Время от времени лайка показывается около Андрея Николаевича. Ткнувшись холодным, влажным носом в руку, она словно докладывает: «Не беспокойся, хозяин! Я здесь!» И вот уже далеко впереди мелькают светлые штаны-гачи и палевый с «розовинкой» хвост.
Если на дереве затаился глухарь, белка, соболь или куница, лайка начнет настойчиво звать хозяина: «Вау, сюда, аф, аф, сюда, аф, аф...» Трудно Бурану сдерживать свой пыл, но ничего не поделаешь: дай волю своей здоровенной глотке — и напуганная дичь уйдет до выстрела охотника. Как тогда взглянет пес в глаза хозяина? По интонации призывного лая — недаром зовут эту породу собак лайками — Андрей Николаевич узнает, кого именно «держит» Буран. Особенно весело, даже озорно облаивает он соболя, словно радуется: «Какой драгоценный подарок поднесу я сейчас хозяину!»
Всю силу своей неутомимой «вязкости» пушистый песик показал прошлым летом, когда он двое суток «держал» дикого оленя — сокжоя. Тогда Буран так надрал горло, что совсем охрип и целый месяц мог лаять только сиплым «шепотом».

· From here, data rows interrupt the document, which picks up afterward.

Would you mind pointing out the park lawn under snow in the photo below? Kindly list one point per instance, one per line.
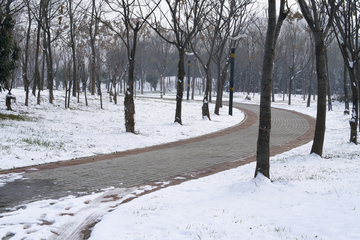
(50, 133)
(308, 197)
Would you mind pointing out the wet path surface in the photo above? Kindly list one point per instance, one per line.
(142, 166)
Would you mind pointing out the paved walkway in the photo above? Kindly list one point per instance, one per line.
(190, 158)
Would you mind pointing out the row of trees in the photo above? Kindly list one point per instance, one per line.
(342, 17)
(84, 42)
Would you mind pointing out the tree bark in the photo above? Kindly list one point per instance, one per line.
(319, 135)
(346, 94)
(180, 85)
(263, 146)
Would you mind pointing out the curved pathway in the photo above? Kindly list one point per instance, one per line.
(190, 158)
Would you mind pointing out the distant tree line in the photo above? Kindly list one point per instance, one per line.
(79, 45)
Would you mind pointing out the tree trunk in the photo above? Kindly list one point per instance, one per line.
(129, 93)
(328, 83)
(180, 85)
(193, 81)
(73, 48)
(205, 107)
(25, 66)
(346, 94)
(318, 142)
(263, 143)
(290, 83)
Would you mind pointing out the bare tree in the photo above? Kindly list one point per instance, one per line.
(177, 25)
(133, 19)
(263, 143)
(319, 21)
(347, 24)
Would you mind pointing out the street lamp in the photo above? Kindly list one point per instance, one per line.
(232, 63)
(188, 77)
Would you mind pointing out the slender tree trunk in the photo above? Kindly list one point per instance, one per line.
(129, 93)
(25, 66)
(193, 81)
(318, 142)
(205, 107)
(263, 143)
(328, 83)
(290, 83)
(346, 94)
(180, 85)
(73, 48)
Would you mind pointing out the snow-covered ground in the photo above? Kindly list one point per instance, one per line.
(308, 197)
(50, 133)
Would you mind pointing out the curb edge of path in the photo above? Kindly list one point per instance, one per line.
(250, 119)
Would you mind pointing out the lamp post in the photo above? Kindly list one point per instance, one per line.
(232, 63)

При встрече с хищниками пес давал полную волю своей охотничьей страсти. Сильный и неутомимый, он успевал обыскивать большие участки тайги и справа и слева от хода хозяина. («Далеко живет!» — одобрительно говорят про таких собак сибирские промысловые охотники.) Напав на след енота, росомахи или рыси, пес рьяно, но молча гнался за зверем. Остановив его, Буран разражался злобным, азартным лаем. Затем неистовый, захлебывающийся рев и возня. Значит, лайка схватилась с хищником «врукопашную».
Хотя пес едва не погиб от рыси — пришлось хозяину штопать его от морды до хвоста, — но и этот урок не испугал Бурана. Зато он научился увертываться от задних лап рыси, вооруженных смертоносными когтями.

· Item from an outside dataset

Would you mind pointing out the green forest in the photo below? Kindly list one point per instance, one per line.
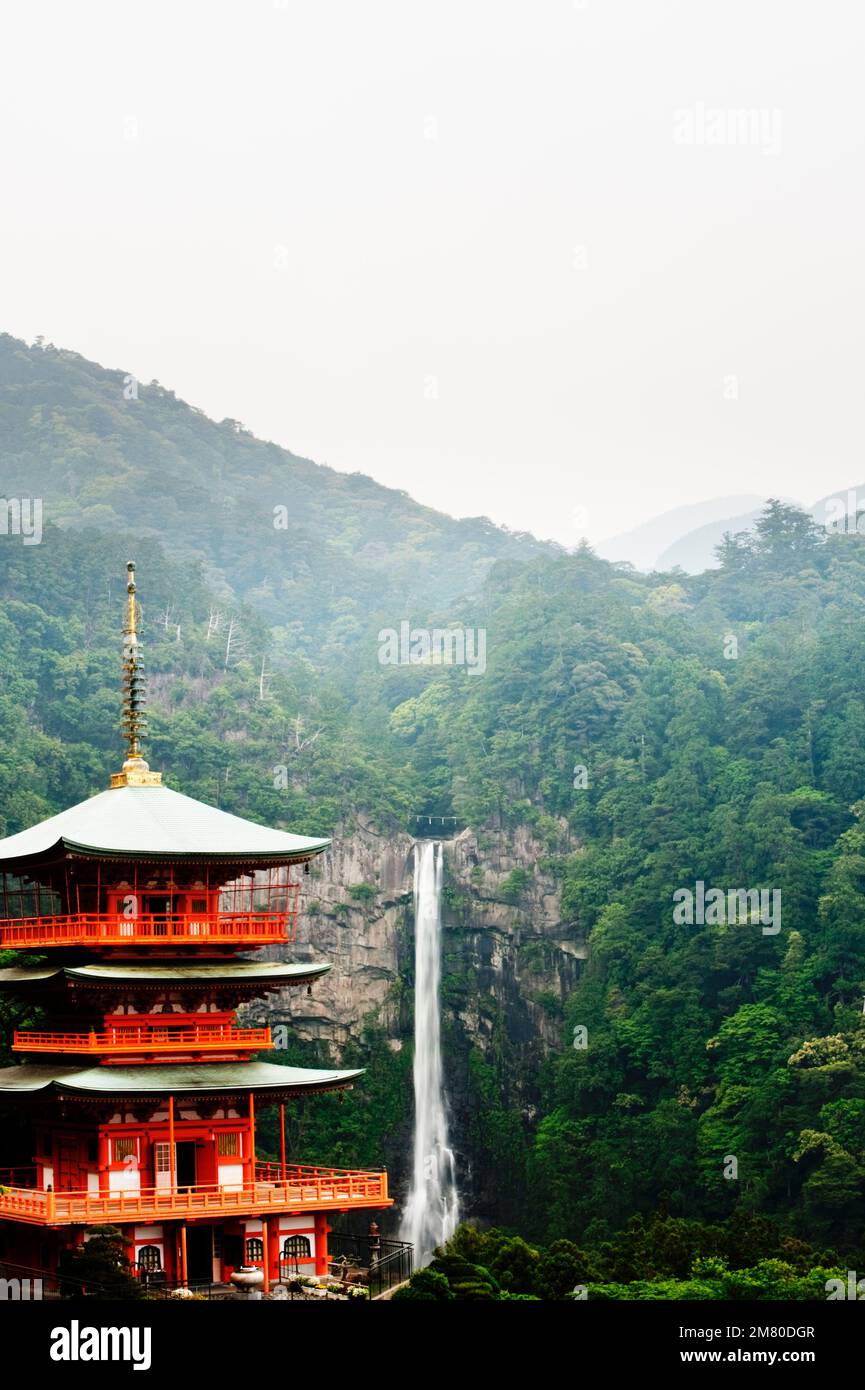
(700, 1130)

Воспитан песик был на славу: дичь подносил не хуже спаниеля, за уткой лез в воду, а на зов или свист хозяина быстро являлся.

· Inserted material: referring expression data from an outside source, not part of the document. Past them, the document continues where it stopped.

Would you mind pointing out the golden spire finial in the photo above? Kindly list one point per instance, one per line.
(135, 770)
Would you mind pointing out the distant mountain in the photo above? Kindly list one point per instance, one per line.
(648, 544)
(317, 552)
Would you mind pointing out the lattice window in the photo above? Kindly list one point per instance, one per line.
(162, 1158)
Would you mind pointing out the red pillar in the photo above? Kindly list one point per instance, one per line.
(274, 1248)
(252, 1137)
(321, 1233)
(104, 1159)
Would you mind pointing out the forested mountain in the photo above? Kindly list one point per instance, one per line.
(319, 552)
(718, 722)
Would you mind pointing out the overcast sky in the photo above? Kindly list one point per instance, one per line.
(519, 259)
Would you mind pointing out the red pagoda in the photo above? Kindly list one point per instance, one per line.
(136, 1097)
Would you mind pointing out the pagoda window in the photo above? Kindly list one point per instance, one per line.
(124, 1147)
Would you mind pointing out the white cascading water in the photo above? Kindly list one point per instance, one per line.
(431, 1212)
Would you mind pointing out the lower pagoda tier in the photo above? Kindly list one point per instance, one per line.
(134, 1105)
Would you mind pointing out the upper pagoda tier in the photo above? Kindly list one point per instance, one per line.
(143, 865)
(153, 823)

Но где то мерило, тот пробный камень, на котором можно испытать зверовую собаку, выбрать из многих лаек лучшую из лучших, настоящую «золотую» помощницу охотника по крупному зверю? Это — охота на медведя. Если лайка не боится самого хозяина тайги — цены нет такой собаке! Она и на тигра, и на барса бросится, и жизнь своему хозяину спасет не раз.
— Пойдет Бурашка на медведя? — спросил Андрей Николаевич. Глаза его уставились на проводника экспедиции Ивана Иваныча Нефедова, а рука перебирала мягкую шерстку на пышных бакенбардах лайки. Заложив уши назад по-заячьи, пушистый пес жмурил глаза от удовольствия.
Прославленный следопыт, отложив в сторону новое ратовище, которое он прилаживал к рогатине, разжал Бурану челюсти. Внимательно оглядев темную пасть с ослепительно белыми зубами, Нефедов молвил с раздумьем:
— Во рту черно, и рубцы на нёбе рваные. Должен был пойти! Однако кто его знает!
— Чужих кобелей дерет, а на заимке борова чуть не заел, — вмешался в разговор Иннокентий Широких. Подбросив несколько сухих пихтовых лап в костер, — хвоя, ярко вспыхнув, догорала золотым кружевом, — он поправил перекосившийся на тагане чайник.
Расправив седые усы — в свете костра они казались розовыми, — Иван Иваныч понимающе усмехнулся:
— Эта примета повернее, паря, будет. Однако сказать не берусь. Хоть бы на подсадном Бурана попробовать. Да где его возьмешь? («Подсадного» медведя привязывают где-либо в лесу. На нем пробуют бесстрашие молодых зверовых собак: ведут так называемую «притравку» собаки к медведю.)
К Нефедову подошел его одноглазый, угрюмый пес: помесь лайки с волком.
— К примеру сказать — Кривой: не только на медведя — на самого тигра идет! Он его и обездолил, — Иван Иваныч легко провел заскорузлым пальцем по глубокому провалу на месте бывшего собачьего глаза. — Щенком-несмышленышем еще был, а как впервой на медвежий след поставили, сразу себя показал. Уши торчком, нос ходуном заходил, а ноги, ровно пружины, задрожали. Без опаски пошел... Сколько же он мне медведей взять помог? — прикрыв глаза, старик стал поочередно загибать пальцы. — На Тимптоне двух; на гольце Облачном — одного, — перечислив еще несколько глухих таежных мест, он добавил: — Да здесь на Саянах медведицу с медвежонком — лончаком — лет пять тому назад. Тринадцать штук — ровно чертову дюжину!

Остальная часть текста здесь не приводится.